Rezension

Thema gut - Umsetzung nicht

Tiere essen - Jonathan Safran Foer

Tiere essen
von Jonathan Safran Foer

Bewertet mit 3 Sternen

Ich möchte keinesfalls abstreiten, dass der Autor Jonathan Safran Foer mit seinem Buch "Tiere essen" ein wichtiges Thema beleuchtet und das in den Fakten auch gar nicht schlecht macht. Er sagt die ungeschönte Wahrheit über Massentierhaltung, das Leiden von Nutztieren, Umweltschäden, Gesundheitsrisiken insbesondere durch den übermäßigen Einsatz von Antibiotika und den daraus folgenden Resistenzen, die Macht des Geldes und der Lobbyisten und selbst über mutwillige Misshandlungen von Tieren durch Angestellte der Betriebe schweigt er nicht.

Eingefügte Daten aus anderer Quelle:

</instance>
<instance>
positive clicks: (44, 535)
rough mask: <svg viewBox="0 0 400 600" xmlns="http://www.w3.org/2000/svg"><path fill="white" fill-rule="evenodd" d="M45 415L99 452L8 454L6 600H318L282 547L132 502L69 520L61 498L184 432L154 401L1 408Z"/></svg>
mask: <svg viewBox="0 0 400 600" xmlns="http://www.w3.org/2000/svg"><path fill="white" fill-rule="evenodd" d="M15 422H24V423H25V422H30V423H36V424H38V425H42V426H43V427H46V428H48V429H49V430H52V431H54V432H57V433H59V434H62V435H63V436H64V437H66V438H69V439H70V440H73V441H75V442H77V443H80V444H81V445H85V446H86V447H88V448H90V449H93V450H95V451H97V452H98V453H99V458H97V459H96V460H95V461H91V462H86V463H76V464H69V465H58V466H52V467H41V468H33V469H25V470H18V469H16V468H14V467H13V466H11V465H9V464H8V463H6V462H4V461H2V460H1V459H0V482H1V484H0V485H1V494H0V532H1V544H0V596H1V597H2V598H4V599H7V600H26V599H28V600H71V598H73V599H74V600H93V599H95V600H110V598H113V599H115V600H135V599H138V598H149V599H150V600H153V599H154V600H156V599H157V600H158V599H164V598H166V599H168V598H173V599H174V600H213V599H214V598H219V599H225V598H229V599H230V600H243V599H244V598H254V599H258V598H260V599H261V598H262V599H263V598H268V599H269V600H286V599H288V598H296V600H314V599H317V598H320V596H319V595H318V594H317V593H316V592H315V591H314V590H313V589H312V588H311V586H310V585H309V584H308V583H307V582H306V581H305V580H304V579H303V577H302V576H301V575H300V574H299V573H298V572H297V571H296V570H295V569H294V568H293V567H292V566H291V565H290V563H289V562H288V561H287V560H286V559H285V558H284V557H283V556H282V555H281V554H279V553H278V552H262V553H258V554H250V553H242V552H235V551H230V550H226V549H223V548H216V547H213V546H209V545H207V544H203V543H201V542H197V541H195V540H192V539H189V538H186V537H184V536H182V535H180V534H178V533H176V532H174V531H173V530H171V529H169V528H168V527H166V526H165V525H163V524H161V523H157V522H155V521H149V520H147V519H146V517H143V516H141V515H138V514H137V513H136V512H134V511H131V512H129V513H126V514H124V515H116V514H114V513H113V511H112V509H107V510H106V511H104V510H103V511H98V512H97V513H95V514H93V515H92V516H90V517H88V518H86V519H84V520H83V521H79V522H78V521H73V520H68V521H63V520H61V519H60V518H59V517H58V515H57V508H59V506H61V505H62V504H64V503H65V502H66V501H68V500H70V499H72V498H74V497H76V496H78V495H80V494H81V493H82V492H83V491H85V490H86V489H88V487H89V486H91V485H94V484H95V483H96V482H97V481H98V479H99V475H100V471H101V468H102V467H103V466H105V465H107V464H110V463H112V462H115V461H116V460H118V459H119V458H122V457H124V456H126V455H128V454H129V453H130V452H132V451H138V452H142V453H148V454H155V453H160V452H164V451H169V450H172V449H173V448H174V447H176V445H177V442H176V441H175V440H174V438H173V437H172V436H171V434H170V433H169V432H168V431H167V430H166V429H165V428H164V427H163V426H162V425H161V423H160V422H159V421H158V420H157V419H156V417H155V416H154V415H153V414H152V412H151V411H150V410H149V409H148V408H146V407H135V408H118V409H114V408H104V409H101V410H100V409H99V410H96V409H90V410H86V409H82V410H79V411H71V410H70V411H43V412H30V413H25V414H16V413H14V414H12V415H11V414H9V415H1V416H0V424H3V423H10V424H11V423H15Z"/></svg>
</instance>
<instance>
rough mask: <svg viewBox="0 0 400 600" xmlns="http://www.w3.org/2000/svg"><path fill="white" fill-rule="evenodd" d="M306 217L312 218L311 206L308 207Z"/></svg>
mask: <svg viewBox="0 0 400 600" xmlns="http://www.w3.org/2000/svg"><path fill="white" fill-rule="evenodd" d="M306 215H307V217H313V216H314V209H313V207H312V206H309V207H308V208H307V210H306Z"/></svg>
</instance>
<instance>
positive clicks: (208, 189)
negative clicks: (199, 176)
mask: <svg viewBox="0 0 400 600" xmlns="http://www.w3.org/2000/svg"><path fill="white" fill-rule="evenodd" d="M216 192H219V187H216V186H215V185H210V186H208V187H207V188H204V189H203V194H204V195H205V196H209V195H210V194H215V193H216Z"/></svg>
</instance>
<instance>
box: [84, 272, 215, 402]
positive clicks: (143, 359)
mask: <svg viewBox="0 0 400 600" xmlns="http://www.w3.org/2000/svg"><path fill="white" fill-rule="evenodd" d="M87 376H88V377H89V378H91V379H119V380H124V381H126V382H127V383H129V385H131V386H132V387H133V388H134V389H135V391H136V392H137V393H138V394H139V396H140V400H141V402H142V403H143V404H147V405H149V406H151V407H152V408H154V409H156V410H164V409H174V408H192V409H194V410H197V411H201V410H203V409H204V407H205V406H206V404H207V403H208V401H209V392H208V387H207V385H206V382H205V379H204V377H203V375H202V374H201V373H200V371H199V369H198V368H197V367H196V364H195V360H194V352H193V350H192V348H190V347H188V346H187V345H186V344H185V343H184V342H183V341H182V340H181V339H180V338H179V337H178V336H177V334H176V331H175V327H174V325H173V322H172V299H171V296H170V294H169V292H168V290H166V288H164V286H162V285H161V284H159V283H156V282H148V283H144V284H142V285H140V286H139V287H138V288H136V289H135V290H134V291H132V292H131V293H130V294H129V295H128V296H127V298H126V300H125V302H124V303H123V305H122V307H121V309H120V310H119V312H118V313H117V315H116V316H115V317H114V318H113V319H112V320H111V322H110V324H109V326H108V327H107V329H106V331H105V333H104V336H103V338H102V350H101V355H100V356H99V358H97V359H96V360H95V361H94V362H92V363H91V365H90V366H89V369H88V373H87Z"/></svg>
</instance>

Interessant wird es auch durch die längeren Passagen, in denen Foer in Briefform Vertreter diverser Standpunkte zu Wort kommen lässt.

Aber auch wenn Vegetarismus für mich selbst erstrebenswert und mir Tierschutz sehr wichtig ist, kann ich mich bei diesem Buch nicht der allgemeinen Euphorie anschließen. Nicht nur eine gute Thematik macht ein gutes (Sach)buch, sondern auch oder sogar vor allem die Umsetzung ist wichtig - die Art, wie die Fakten vermittelt werden - und nicht zu letzt die dahinterstehende Aussage. Und da weist "Tiere essen" einfach mehrere größere Schwächen auf, die mich beim Lesen sehr gestört haben, und es meiner Meinung nach sogar im Bezug auf das Verständnis von Nicht-Vegetarieren für Vegetarier teilweise kontraproduktiv machen.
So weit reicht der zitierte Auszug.